One woman’s campaign to keep it all together.
Last night my husband and I attended the Vine Street lighting ceremony in Paso Robles. We strolled hand-in-hand down the twelve or so closed-off blocks lined with Victorian houses. It was a mood night—part romance, part nostalgia.
Non-profits, churches and youth groups handed out popcorn, cotton candy, cider and hot chocolate to thousands of visitors. Churches had living crèches, bands and singers along the route. Scrooge taunted the crowds from the second story of a Victorian, calling out bah-humbugs, with the crowd scoffing their replies. The Grinch was present along with giggling children and their parents. Lights on top of lights. Pure magic!
NOW I feel the Season. The Hallmark marathon I’ve watched the last five nights didn’t hurt, either. Maybe it’s a case of overkill—I heard myself actually debating the cinematic points of “The Christmas Card” today with my sister. She likes Debbie Macomber’s “Trading Christmas” better. Yikes! There was a time when those movies were too saccharine to stand. Now I plant myself in front of the TV at 7:00 every night to catch the new one. But it’s Christmas. Whatchagonnado?
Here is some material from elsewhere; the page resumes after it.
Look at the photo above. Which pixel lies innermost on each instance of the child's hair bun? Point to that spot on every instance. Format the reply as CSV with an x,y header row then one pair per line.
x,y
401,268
I have to watch them pronto because next week it’s the Battle of the Nutcracker Ballet—each night a different one, and the viewers get to vote on their favorite. Last year I taped part of one. This year I’m going to tape them all so my four-year-old granddaughter and I can watch them when she comes for the holidays.
Thanks to Jennifer’s fabulous green website tips, I’ll be wrapping my gifts in newsprint this year. She’s a military wife with a great moral compass. My gifts are for the most part purchased from local venders I met at craft and art fairs while I was selling my books. (Relax, family, you’re not getting crocheted doilies or acrylic stretch booties.)
Not to boast (well, maybe a little), I bought locally from my writer friends, artists( a little plug here for a deserving artist,) jewelers and carvers. It feels good to have a personal connection with the creative genius behind my purchase. I even like that my paper shopping bags have a signature on them. I’m breaking out the sewing machine and making a wedding dress for my granddaughter’s new doll. (Santa’s secret is safe because she only reads picture books.)
I just organized a cookie exchange with the caveat that some of them need to be gluten free. That should be fun—plates of goodies I don’t have to bake. I’ll look like Martha Stewart when my kids arrive. “Mom! My gosh, you’ve been busy!”
Gluten-Free Peanut Butter Cookies
1 cup peanut butter (or almond butter)
1 cup brown sugar
1 large egg
1tsp baking soda
1/2 cup GF chocolate chips
Beat first four ingredients in mixer. Stir in chocolate chips. Drop rounded tablespoons two inches apart on parchment lined cookie sheets. Bake at 350 for 10 minutes. Makes about two dozen.
Two weeks until Christmas. Plenty of time to burn my first batch of fudge. I’m humming carols, vacuuming and dusting spots I only catch when company’s coming. I have a new recipe from Susan Gaddis for easy crockpot oatmeal that I’m going to try out on my health-conscious kids this year, after they spent Thanksgiving mocking our Friday night reward trips to Foster Freeze for hot fudge sundaes. Who would have thought THOSE would ever be no-no’s? I’ve outlived my era!
Now for the annual Christmas tree lot argument with my husband who knowsnothing about perfect trees. Then a day of pulling everything down out of the attic, decorating and swearing that NEXT year I’m either hiring it done or throwing half the decorations away. Christmas tends to build until I’m sick of the whole idea and nothing could live up to the hype. I’ve gone this route before and I know the signs. Not going to happen!
Where I used to have to budget my time, now it seems like it’s my energy. But I’m lucky this year. I have a bunch of appointments scheduled for the end of the year. It’s my way of not getting crazy about Christmas and ending up an emotional dishrag.
This year I’m treating my daughter, niece and their kids to the Christmas show at the Oceano Melodrama and staying home. Seems like an old-folks thing to do, parking myself in front of the fire and living vicariously knowing the grandkids will come home glowing with excitement. And if that doesn’t put me in the Christmas spirit, nothing will. Eggnog, anyone?
How’s it going for you this season? Any thoughts on keeping the spirits bright?